I hope the postmortem will be public !

[+] perlgeek|6 years ago|reply
> I hope the postmortem will be public !

So do I.

It turns out that backup power fails more often than one would hope.

Generators fail to come online, batteries not performing as expected despite recent maintenance, switching gear failing, or the switching gear's safety mechanisms preventing a successful switch etc.

Source: I work for a smallish ISP, and have heard lots of stories from the ISP community, and am always eager to read about outages when there's a public postmortem.

[+] tzs|6 years ago|reply
> I wonder what failed in their redundant power supply because they surely have something

Based on comments on the site, it appears that even a very short power disruption can mess up semiconductor manufacturing.

If that is true, then a backup power system that involved detecting an outage and starting up generators might be too slow.

If based on generators, they'd either need to have the generators always running, or have a second redundant system based on batteries that can immediately take over during the time it takes to start the first redundant system.

Or they could run their stuff off batteries all the time, with the batteries charged from the grid. They will still need something that can very quickly switch to the grid in the case of their own battery powered inverters failing.

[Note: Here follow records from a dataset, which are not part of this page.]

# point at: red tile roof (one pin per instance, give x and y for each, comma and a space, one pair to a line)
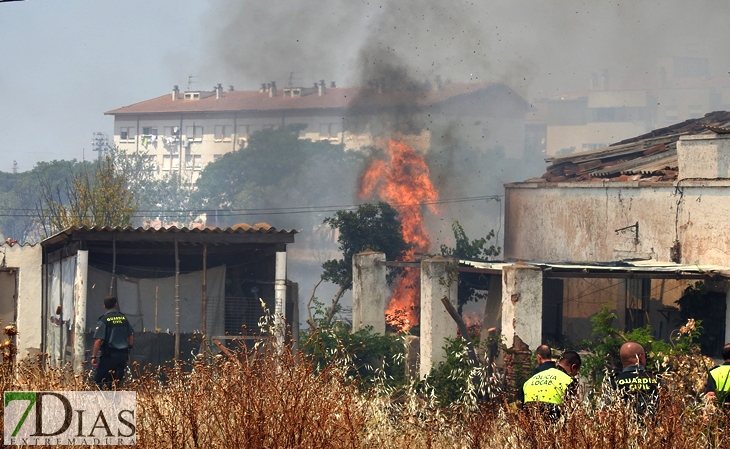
333, 98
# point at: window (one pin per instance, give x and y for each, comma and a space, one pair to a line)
151, 163
193, 162
330, 130
671, 114
222, 133
194, 133
172, 131
126, 133
170, 162
696, 111
637, 302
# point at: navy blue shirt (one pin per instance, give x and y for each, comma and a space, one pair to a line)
114, 329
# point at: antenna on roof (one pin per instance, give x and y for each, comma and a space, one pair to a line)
191, 81
99, 143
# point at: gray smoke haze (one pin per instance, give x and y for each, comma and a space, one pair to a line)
538, 49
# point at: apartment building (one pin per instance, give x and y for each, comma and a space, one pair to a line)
680, 89
183, 131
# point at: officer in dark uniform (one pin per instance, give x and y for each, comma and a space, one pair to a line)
113, 339
718, 380
634, 384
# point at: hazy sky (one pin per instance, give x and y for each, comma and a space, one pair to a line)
63, 63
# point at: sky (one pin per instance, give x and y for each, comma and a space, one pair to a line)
63, 64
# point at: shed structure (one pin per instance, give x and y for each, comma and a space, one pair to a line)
179, 287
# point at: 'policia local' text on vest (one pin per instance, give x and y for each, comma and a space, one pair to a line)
721, 376
547, 386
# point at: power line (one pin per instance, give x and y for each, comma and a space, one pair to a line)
273, 210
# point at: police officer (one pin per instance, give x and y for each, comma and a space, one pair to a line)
544, 356
718, 381
547, 389
113, 339
634, 384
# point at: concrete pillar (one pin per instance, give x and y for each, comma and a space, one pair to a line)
438, 278
522, 304
80, 292
368, 291
280, 295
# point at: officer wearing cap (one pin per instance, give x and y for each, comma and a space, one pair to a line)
547, 389
113, 339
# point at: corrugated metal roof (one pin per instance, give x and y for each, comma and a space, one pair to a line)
239, 229
623, 266
651, 155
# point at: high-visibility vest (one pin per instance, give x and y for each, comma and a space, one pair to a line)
721, 376
547, 386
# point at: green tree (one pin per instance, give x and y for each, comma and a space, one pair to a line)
373, 226
471, 285
278, 169
97, 195
20, 192
708, 307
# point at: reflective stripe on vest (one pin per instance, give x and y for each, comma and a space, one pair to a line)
721, 376
547, 386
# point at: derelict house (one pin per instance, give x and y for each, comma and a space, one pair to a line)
630, 225
174, 285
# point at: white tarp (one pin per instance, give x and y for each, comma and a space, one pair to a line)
137, 298
60, 293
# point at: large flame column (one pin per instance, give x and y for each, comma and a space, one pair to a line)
368, 291
280, 295
439, 278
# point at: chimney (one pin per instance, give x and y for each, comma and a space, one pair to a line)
704, 156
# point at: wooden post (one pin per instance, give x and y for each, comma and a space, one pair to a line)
177, 302
114, 263
204, 327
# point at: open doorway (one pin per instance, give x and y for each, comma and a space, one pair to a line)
8, 297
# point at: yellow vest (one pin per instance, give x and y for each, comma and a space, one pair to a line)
547, 386
721, 376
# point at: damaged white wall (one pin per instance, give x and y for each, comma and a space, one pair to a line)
577, 221
26, 259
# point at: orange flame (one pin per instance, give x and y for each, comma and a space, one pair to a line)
403, 181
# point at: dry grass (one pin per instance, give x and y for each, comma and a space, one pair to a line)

All of these are going to add complexity and cost that may drive up the effective cost of electricity enough that if may be cheaper in the long to simply go with the grid, if they are in a place with a reliable enough grid.

Anyone know how reliable the grid is at their location?

[+] igravious|6 years ago|reply
If my reading comprehension has not let me down then a 13 minute power disruption can cause them to lose 1/2 of their output for a quarter.

Given the massive consequences of quite a short disruption maybe they need to figure out how to weather disruptions more robustly?

[+] YayamiOmate|6 years ago|reply
This seems weird that 13 minute outage can kill month and a half production.

I wonder if this is standat hi-tech factory process reliability.

[+] jotm|6 years ago|reply
I guess it makes more sense to destroy everything affected by a power loss (even if some of it could be perfectly fine, or salvageable) than risk shipping products that will fail at a higher rate. That would cost way more in lost trust and lost sales.
[+] social_quotient|6 years ago|reply
Conspiracy: this is how the NSA buys their disk space.
[+] glbrew|6 years ago|reply
That is an interesting idea but it would be so much easier for them to constantly buy, say 5%, of the output.
[+] jamiek88|6 years ago|reply
At least 12 exabytes upgrade.

Wow.

Maybe they switched to using electron internally?!

[+] ggm|6 years ago|reply
The fragility of the supply chain.
[+] Rickvst|6 years ago|reply
The stock of these companies really took a hit. Sarcasm.
[+] loudouncodes|6 years ago|reply
Every time I see Godzilla he’s ensnared in and tearing down power lines. This was bound to happen sooner or later.